Mr. W. R. Cooper[1] supposes the evil serpent of Egyptian Mythology to have a real basis in ‘a large and unidentified species of coluber, of great strength and hideous longitude,’ which ‘was, even from the earliest ages, associated as the representative of spiritual, and occasionally physical evil, and was named Hof, Rehof, or Apophis,’ the ‘destroyer, the enemy of the gods, and the devourer of the souls of men.’ That such a creature, he adds, ‘once inhabited the Libyan desert, we have the testimony of both Hanno the Carthaginian and Lucan the Roman, and if it is now no longer an inhabitant of that region, it is probably owing to the advance of civilisation having driven it farther south.’

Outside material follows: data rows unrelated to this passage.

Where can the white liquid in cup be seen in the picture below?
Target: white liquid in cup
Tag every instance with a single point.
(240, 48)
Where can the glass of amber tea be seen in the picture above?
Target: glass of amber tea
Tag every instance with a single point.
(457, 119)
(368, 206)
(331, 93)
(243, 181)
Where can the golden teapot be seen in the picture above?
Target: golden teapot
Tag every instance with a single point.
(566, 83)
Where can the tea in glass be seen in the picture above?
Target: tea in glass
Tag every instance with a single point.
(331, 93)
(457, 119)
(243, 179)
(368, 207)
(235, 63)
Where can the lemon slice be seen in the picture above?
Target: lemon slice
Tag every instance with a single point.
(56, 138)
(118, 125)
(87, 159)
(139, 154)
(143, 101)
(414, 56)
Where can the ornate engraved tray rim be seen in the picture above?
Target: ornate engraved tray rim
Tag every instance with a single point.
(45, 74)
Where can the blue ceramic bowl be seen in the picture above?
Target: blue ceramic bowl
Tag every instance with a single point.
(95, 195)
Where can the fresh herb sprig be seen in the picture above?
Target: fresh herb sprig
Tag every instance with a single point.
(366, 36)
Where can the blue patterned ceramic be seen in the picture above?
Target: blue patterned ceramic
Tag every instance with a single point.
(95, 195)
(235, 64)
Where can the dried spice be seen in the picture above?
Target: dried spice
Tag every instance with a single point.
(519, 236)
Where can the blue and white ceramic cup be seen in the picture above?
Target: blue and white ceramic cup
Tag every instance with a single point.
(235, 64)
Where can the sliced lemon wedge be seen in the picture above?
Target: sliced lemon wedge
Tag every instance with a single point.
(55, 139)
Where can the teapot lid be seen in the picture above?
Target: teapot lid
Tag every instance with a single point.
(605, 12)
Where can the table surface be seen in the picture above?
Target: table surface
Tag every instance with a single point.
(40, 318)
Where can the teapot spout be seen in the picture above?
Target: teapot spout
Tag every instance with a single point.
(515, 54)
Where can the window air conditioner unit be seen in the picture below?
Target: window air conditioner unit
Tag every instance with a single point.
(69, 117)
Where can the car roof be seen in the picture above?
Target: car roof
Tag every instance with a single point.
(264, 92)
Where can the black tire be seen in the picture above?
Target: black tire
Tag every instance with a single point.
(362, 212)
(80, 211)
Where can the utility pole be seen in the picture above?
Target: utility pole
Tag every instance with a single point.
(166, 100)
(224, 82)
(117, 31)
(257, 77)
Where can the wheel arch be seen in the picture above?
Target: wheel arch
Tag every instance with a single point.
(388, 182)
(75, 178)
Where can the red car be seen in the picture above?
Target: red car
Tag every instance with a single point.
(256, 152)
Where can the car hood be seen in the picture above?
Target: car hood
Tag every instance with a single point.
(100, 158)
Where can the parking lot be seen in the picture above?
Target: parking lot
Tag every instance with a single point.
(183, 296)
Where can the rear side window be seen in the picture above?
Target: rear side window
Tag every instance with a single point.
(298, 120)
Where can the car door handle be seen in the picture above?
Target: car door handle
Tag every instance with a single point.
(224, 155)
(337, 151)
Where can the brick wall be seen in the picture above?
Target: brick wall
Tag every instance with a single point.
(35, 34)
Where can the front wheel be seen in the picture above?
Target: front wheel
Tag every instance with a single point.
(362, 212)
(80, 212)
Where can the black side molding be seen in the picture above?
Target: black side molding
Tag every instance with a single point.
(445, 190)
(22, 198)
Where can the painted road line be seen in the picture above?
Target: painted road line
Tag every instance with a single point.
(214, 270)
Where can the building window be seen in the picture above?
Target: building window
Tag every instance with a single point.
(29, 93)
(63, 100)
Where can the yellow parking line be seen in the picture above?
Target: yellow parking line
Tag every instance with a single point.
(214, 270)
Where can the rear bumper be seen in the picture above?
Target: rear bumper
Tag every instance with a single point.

Apart from the extreme improbability that African exploration should have brought no rumours of such a monster if it existed, it may be said concerning Mr. Cooper’s theory: (1.) If, indeed, the references cited were to a reptile now unknown, we might be led by mythologic analogy to expect that it would have been revered beyond either the Asp or the Cobra. In proportion to the fear has generally been the exaltation of its objects. Primitive peoples have generally gathered courage to pour invective upon evil monsters when—either from their non-existence or rarity—there was least danger of its being practically resented as a personal affront. (2.) The regular folds of Apophis on the sarcophagus of Seti I. and elsewhere are so evidently mystical and conventional that, apparently, they refer to a serpent-form only as the guilloche on a wall may refer to sea-waves. Apophis (or Apap) would have been a decorative artist to fold himself in such order.
These impossible labyrinthine coils suggest Time, as the serpent with its tail in its mouth signifies Eternity,—an evolution of the same idea. This was the interpretation given by a careful scholar, the late William Hickson,[2] to the procession of nine persons depicted on the sarcophagus mentioned as bearing a serpent, each holding a fold, all being regular enough for a frieze. ‘The scene,’ says this author, ‘appears to relate to the Last Judgment, for Osiris is seen on his throne, passing sentence on a crowd before him; and in the same tableaux are depicted the river that divides the living from the dead, and the bridge of life. The death of the serpent may possibly be intended to symbolise the end of time.’ This idea of long duration might be a general one relating to all time, or it might refer to the duration of individual life; it involved naturally the evils and agonies of life; but the fundamental conception is more simple, and also more poetic, than even these implications, and it means eternal waste and decay. One has need only to sit before a clock to see Apophis: there coil upon coil winds the ever-moving monster, whose tooth is remorseless, devouring little by little the strength and majesty of man, and reducing his grandest achievements—even his universe—to dust. Time is the undying Worm.
God having made me worm, I make you—smoke.